Aitor Tinoco i Girona. Photo: Peter Župník

Russian-British journalist Peter Pomerantsev described the struggle of the Russian opposition to reframe their protests in the strange situation of a “post-modern dictatorship that does not allow them to act using usual opposition strategies”. As a case study, he introduced Putin’s chief ideologue Vladislav Surkov, who “owns all ideologies instead of suppressing them – wherever you want to stand or oppose him he is already there, owning the space and the language”.  Russian opposition responded by making politics more concrete and focusing on tiny issues, i.e. specific roads or forests threatened by developers, and by introducing the concept of public space that had not existed in Russia before.

Peter Pomerantsev. Photo: Peter Župník

Slovak social anthropologist Juraj Buzalka outlined the relationship between the markets and social protests and quoted Martin M. Šimečka’s essay introducing Central European Forum, in which he said that “the essence of this world is located outside political regimes”.  He pointed out that, as Stephen Gudeman has said, our everyday life had never before been so profoundly penetrated by the markets and we have willy-nilly adapted to the penetration of market principles.

Juraj Buzalka. Photo: Peter Župník

The discussion then moved on to the impact of the protest movement. Aitor Tinoco i Girona sees the change of political culture and enhanced participation thanks to the Internet and social media as the movement’s greatest achievement. “The Internet is a common space and its open character is important since by overcoming fragmentation and atomization it facilitates the emergence of a net consciousness.”  However, Zygmunt Bauman pointed out that all social movements fall into the trap of institutionalization, which saps their power, and Leonidas Donskis suggested that social movements may be segments of future political parties. He praised international human rights organizations as more effective than national governments.  Juraj Buzalka commented on the adequacy of institutions in a world where the nation state has changed profoundly and Peter Pomerantsev bemoaned the fact that his generation suffered from the belief that all change was necessarily good. “Luckily, Russia is exhausted with the word change – there is a healthy skepticism toward change and Russia is growing out of revolution.” The opposition has only become effective after a distinct change of consciousness – they have succeeded in reframing the discourse, which a huge shift that has pushed Putin’s regime into a corner.

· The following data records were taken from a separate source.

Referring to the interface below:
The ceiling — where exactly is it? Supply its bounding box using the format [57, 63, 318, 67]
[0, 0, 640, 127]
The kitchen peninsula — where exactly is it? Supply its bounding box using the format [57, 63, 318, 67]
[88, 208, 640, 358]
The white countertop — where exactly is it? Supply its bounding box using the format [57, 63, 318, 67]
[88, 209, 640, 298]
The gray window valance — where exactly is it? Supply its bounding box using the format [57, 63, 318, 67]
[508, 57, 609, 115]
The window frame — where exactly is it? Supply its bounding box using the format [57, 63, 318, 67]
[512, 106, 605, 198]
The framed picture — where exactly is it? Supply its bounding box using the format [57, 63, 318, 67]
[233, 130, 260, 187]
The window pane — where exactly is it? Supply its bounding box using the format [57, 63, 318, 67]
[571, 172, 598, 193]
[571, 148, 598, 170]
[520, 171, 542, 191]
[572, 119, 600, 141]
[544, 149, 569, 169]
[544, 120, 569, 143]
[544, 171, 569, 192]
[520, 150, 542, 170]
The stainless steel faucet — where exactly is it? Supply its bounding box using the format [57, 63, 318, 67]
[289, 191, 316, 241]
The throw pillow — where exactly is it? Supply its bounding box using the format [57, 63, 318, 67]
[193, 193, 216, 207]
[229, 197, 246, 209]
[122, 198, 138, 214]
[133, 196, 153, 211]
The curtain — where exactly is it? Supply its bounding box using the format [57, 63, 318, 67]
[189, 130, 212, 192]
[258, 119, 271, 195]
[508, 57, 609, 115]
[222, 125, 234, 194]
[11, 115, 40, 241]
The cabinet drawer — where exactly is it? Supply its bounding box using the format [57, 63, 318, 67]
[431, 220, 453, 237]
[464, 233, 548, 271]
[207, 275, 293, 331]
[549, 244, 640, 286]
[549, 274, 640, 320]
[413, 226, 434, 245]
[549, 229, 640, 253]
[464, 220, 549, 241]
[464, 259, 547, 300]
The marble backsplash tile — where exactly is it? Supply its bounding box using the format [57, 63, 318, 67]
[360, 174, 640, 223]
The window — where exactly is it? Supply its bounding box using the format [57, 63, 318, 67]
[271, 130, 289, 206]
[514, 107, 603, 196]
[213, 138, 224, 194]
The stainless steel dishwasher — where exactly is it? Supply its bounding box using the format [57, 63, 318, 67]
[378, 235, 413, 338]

Zygmunt Bauman characterized our present-date situation as that one of “ignorance (we are unable to assess the future), impotence (we are unable to do anything about it) and a resulting humiliation.” Paraphrasing Sigmund Freud’s adage that all civilization is a trade-off between security and freedom, he noted that in the past too much freedom had been sacrificed for the sake of security, whereas today the pendulum has swung to the other extreme: “We have surrendered too much of our security for an unprecedented degree of freedom”. Although we are starting to feel kind of a freedom fatigue, people are not yet ready to sacrifice freedom for more tranquility.”